Wednesday, February 24, 2016

Will John Roberts Save SCOTUS From Paralysis?


With Senate Republicans all but screaming out that the are willing to subvert the U.S. Constitution rather than affirm a nominee to the Supreme Court offered up by Barack Obama - a black man despised by the GOP's increasingly racist base - the Court appears headed toward paralysis with numerous 4-4 decisions which will result in inconsistent application of the law in the different Court of Appeals circuits.  A piece in Slate makes the case that perhaps Chief Justice John Roberts will work behind the scenes to keep this from happening.  It's a nice thought, but only time will tell if the conjecture is accurate.  Here are article highlights:
With Justice Antonin Scalia’s sudden death earlier this month, the Supreme Court has gone from a sleeper issue in the 2016 election to the only issue. Democrats are trying to make political hay of Republicans’ unprecedented obstructionism. Mitch McConnell said again on Tuesday that there will be no confirmation hearing for any nominee until after November’s election, and Republicans on the Judiciary Committee also reiterated that there will be no hearing and no vote.

The need for electoral action will feel more urgent if the Supreme Court’s much-touted term of the century—including pending cases on abortion, affirmative action, religious liberty, voting rights, and funding for public sector unions—ends in a raft of confusing 4-4 ties. A series of ties would be disastrous in a term full of landmark cases. The practical effect would be that while the lower court decision stands in that jurisdiction, the new rule doesn’t apply throughout the country. The decision has no precedential value, and you may end up with a crazy quilt of constitutional law. That should scare voters!
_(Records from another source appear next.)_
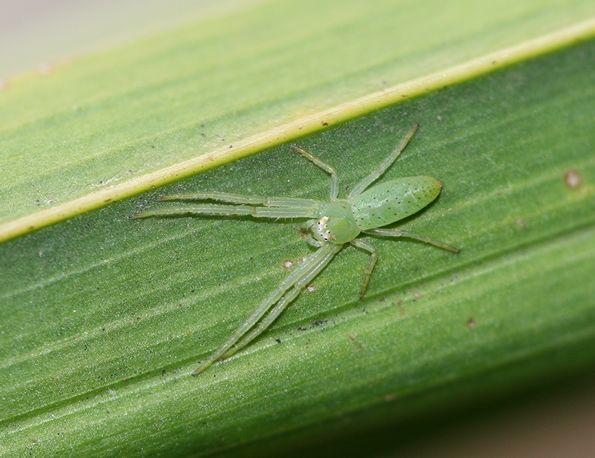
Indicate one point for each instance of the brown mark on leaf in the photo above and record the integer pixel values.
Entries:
(400, 307)
(521, 223)
(573, 179)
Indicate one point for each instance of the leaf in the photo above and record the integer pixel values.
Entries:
(115, 124)
(104, 317)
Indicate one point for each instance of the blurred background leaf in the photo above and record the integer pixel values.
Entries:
(104, 317)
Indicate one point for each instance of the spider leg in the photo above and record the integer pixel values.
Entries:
(241, 199)
(324, 166)
(311, 266)
(422, 238)
(365, 246)
(383, 167)
(287, 211)
(289, 297)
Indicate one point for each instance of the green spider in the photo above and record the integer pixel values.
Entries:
(330, 227)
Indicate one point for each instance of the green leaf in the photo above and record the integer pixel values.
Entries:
(114, 124)
(104, 317)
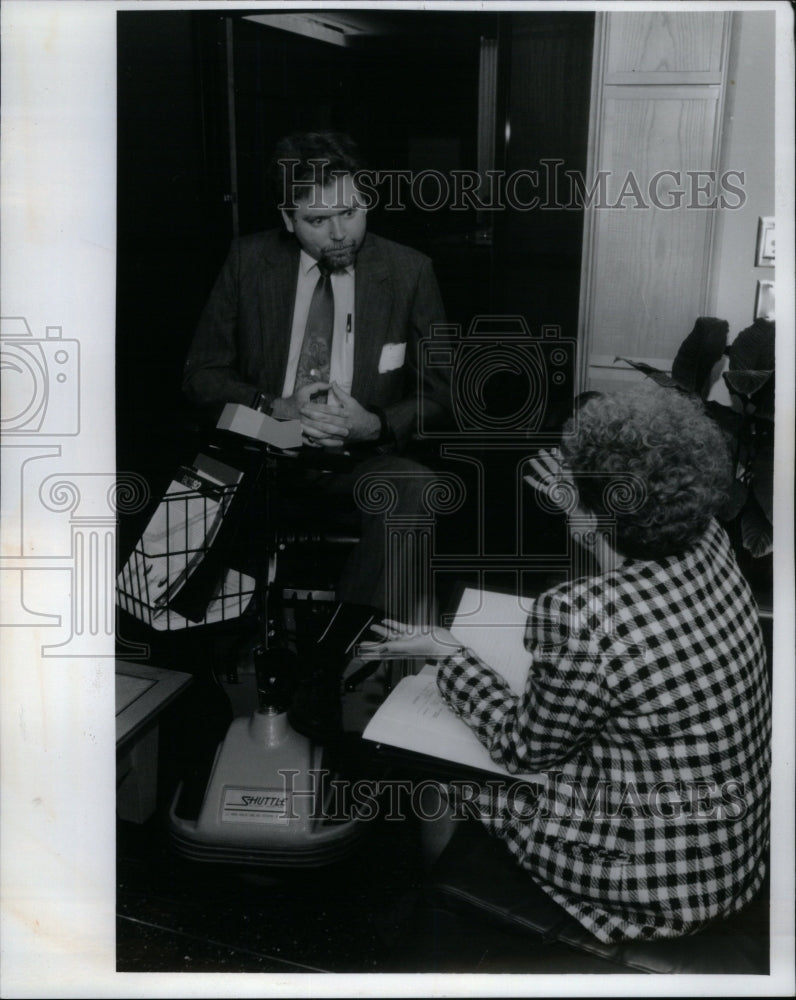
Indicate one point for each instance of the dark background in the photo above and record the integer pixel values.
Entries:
(409, 96)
The problem with this hypothetical is that it assumes the Supreme Court will glumly play along, showcasing their institutional paralysis and despair. . . . split votes dutifully along 4-4 lines, write angry dissents, and more or less perform a Still Life in Dysfunction for the next four months.

That may still happen, but it’s not the most likely outcome. As several astute court-watchers have already observed, Chief Justice John Roberts is nobody’s Exhibit A, and he has the ability to control and guide the high court in ways that may avoid the kind of public trainwreck that Democrats are hoping for. 

Goldstein [od SCOTUS Blog] went on to note that “there is historical precedent for this circumstance that points to the Court ordering the cases reargued once a new Justice is confirmed.” Holding cases over for reargument next term only works if there are hearings and a vote this summer. But even if they cannot order reargument, there’s always the option of deciding the closely fought, closely watched cases on narrow technical grounds this year, and waiting for them to trickle back to the high court after Scalia’s seat is filled.

This is where John Roberts may come in. If anything matters as much to the chief justice as his own ideology, it’s institutional appearances. There is nothing Roberts hates more than public attempts to play political football with his court, regardless of which side is lobbing the ball. In a speech in Nebraska last year, Roberts talked openly about the ruptured state of affairs in Washington, noting that the “partisan rancor” of Congress “impedes their ability to carry out their functions.” He fretted, “I don’t want this to spill over and affect us.”

[Y]ou can rest assured that Roberts, as well as his seven remaining colleagues, would hate being at the center of the 2016 election almost as much as they’d dislike moderating or narrowing any one vote in a close case. I suspect that fears that the term will end with a vast, paralyzing 4-4 thump are likely overblown. The question is how the court will avoid those angry deadlocks.

Maybe, says Simon Lazarus in the New Republic, Roberts will temper some of his own votes to avoid the appearance of politicization, as he has done in the past. Or maybe, says Jill Filipovic in Cosmopolitan, Anthony Kennedy now has cover to strike down the Texas abortion restrictions since that case has no precedential value. Either way, watch for a muted end of the term rather than the expected fireworks. As Epps concludes, “the current Republican tantrum may change minds inside the marble palace; it may do more to break a Republican ‘bloc’ than Barack Obama ever could.”

[D]don’t look to the Supreme Court for signs of panic or dismay. Now more than ever, the justices will surely send signals that business goes on as usual, and that politics plays no role in any of it. Perhaps the ultimate paradox here is that the one justice who embraced the court’s position at the epicenter of political debate is not only gone from the court, but is the direct cause of what may be a quieter 2016 term than anyone could have expected.